Lee Daniels’ The Butler
It’s obviously rather easy to be cynical about the filmmaking industry. Your common cinema fare does little to benefit anyone, beyond providing an opportunity to buy some expensive snacks and spend a couple of hours in air conditioning. Thankfully, another function of Hollywood is to bring to life certain historically important events, which otherwise would be nothing more than a headline on an old newspaper. Of course that doesn’t always mean that these films are well made, but they can at least bring a little awareness to something that might otherwise be overlooked in our social consciousness. The Butler (officially titled Lee Daniels’ The Butler, for a very silly legal reason) may be a flawed film, but it provides a vivid slideshow of our nation’s recent history through the eyes of a silent insider.
It is embarrassing to admit, but for someone my age, the civil rights movement can sometimes seem like something of the distant past. Growing up in Greensboro, home of one of the first sit-in demonstrations and now the International Civil Rights Museum, it’s hard to believe that it was during my parents’ lifetimes that it was illegal for white people and black people to sit together for a meal. The triumph of The Butler is in reminding us that it was not so long ago that real men, women, and children were forced to deal with segregation, and countless other forms of racial discrimination, in order to live what we consider to be a basic standard of living. Forest Whitaker, as the titular butler, shows that the civil rights movement did not just involve those at the forefront of action, but everyday fathers, mothers, friends, and coworkers. Working in the White House of course afforded him access to the highest level of discussion, but when he went home, there was still a family to provide for, and the struggles of being a spouse and a parent. This everyman viewpoint, contrasted with the inside workings of the highest level of government, as well as the brave and occasionally radical civil rights leaders, gives an incredibly powerful vision of just what it takes to bring about meaningful change.
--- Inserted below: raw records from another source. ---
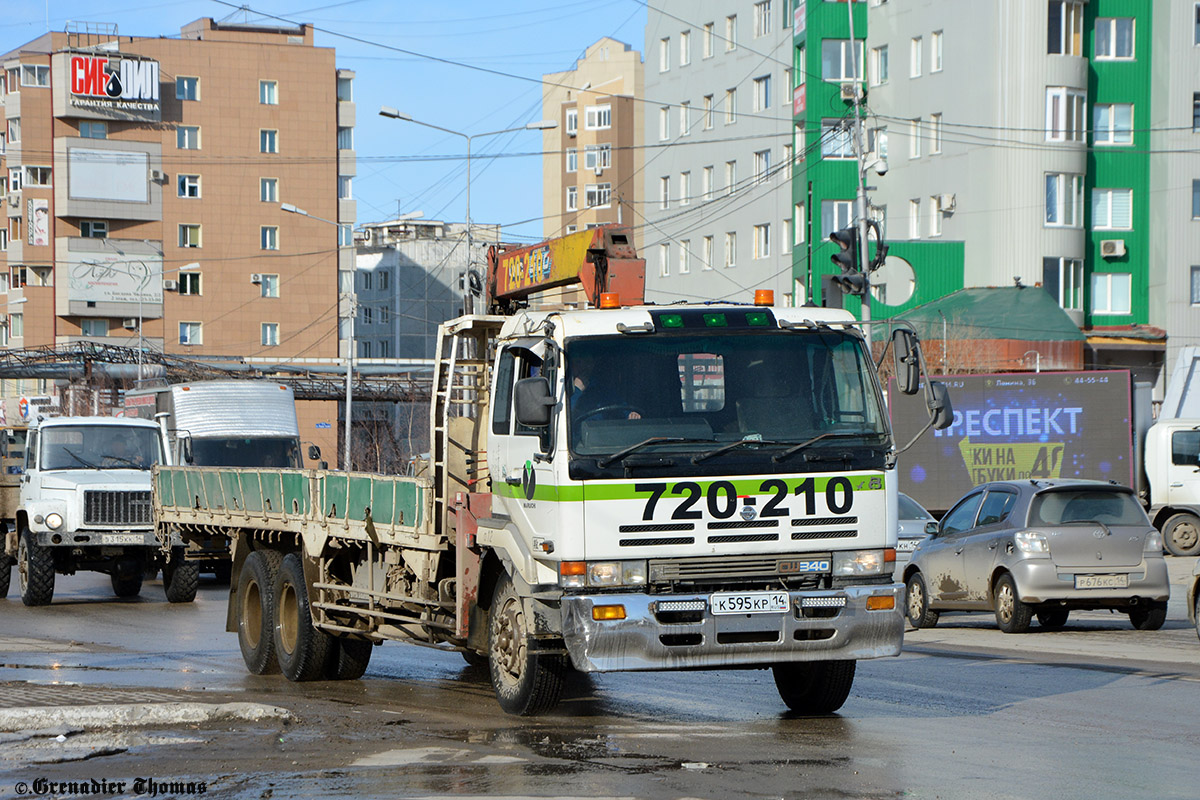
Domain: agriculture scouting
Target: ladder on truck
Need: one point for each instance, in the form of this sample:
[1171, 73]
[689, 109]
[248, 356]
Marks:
[459, 411]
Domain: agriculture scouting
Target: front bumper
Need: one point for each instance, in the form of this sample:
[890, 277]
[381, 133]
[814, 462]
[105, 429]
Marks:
[96, 539]
[649, 639]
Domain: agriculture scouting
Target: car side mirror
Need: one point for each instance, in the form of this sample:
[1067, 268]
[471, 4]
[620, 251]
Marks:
[533, 401]
[906, 360]
[941, 410]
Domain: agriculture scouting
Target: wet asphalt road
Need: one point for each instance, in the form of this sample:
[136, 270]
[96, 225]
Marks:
[1097, 710]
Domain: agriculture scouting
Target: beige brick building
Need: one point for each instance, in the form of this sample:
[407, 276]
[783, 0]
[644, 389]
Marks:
[143, 179]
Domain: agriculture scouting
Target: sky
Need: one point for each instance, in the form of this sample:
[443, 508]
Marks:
[393, 47]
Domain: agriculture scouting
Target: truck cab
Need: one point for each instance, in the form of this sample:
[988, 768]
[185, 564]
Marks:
[84, 504]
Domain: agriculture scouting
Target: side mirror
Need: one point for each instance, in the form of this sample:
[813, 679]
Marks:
[533, 401]
[906, 358]
[941, 410]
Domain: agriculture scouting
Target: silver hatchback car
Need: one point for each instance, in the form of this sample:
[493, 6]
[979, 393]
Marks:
[1041, 548]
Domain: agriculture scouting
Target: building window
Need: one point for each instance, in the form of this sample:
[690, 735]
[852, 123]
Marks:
[1065, 114]
[1065, 200]
[762, 19]
[187, 88]
[762, 241]
[1063, 278]
[35, 74]
[189, 235]
[598, 118]
[1110, 293]
[189, 185]
[841, 60]
[94, 228]
[187, 137]
[1113, 124]
[191, 334]
[837, 140]
[94, 326]
[762, 167]
[1111, 209]
[1065, 28]
[94, 130]
[1114, 37]
[879, 65]
[190, 283]
[762, 94]
[598, 196]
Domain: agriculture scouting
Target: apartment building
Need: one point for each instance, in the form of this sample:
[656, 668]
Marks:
[717, 216]
[1048, 143]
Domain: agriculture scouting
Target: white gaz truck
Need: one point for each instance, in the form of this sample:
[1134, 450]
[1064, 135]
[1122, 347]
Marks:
[623, 487]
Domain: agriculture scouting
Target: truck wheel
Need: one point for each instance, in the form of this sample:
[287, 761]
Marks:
[814, 687]
[1181, 535]
[1147, 617]
[525, 681]
[256, 611]
[35, 571]
[348, 659]
[180, 578]
[300, 648]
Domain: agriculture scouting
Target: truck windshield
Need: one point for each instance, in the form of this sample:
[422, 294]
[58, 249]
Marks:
[779, 388]
[280, 451]
[99, 446]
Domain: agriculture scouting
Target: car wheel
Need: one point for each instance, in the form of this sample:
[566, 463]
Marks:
[917, 602]
[1181, 535]
[1053, 617]
[1013, 615]
[1149, 617]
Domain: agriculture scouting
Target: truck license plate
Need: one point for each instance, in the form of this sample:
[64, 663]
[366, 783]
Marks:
[749, 602]
[123, 539]
[1102, 581]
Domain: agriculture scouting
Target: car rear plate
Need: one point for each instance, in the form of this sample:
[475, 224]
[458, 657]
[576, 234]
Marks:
[1102, 581]
[123, 539]
[749, 602]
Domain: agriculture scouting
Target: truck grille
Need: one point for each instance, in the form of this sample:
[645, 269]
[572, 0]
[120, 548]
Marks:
[117, 507]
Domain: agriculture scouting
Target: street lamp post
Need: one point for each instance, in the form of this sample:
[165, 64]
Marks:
[349, 335]
[395, 114]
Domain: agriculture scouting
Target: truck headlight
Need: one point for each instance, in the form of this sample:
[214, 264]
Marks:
[852, 564]
[1031, 541]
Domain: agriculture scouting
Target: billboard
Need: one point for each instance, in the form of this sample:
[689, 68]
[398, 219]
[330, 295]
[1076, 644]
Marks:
[1017, 426]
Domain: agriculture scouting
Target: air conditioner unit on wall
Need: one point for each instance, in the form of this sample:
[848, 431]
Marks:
[1111, 247]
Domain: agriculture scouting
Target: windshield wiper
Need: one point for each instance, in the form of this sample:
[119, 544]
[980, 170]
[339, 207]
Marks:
[831, 434]
[653, 440]
[754, 439]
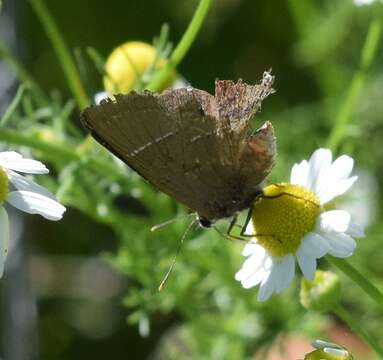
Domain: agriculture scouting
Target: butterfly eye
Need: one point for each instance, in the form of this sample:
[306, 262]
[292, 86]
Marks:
[205, 223]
While The Butler excels in bringing these historical moments to life, they can unfortunately occasionally feel more like a slideshow than a fully cohesive film. Director Lee Daniels, best know for 2009’s Precious, seems to focus more on gravity than pacing, giving us waves of excellence, separated by periods of awkward exposition and character development. However, these flaws are simply bumps in the road, not dead ends. The Butler may not be a lesson in filmmaking, but much more importantly is a lesson in the human struggle and our history.
The Butler covers a breadth of important events and situations, never pausing too long on any one topic. There were various points in the film where I’d wished that they had made an entire movie focusing on one subject or another. However, at the end of the day, this film isn’t about these historical events themselves, but rather the impact they have on a man’s life as a whole. The Butler shows that one’s character is not defined by a single experience, but from a lifetime of struggles and victories.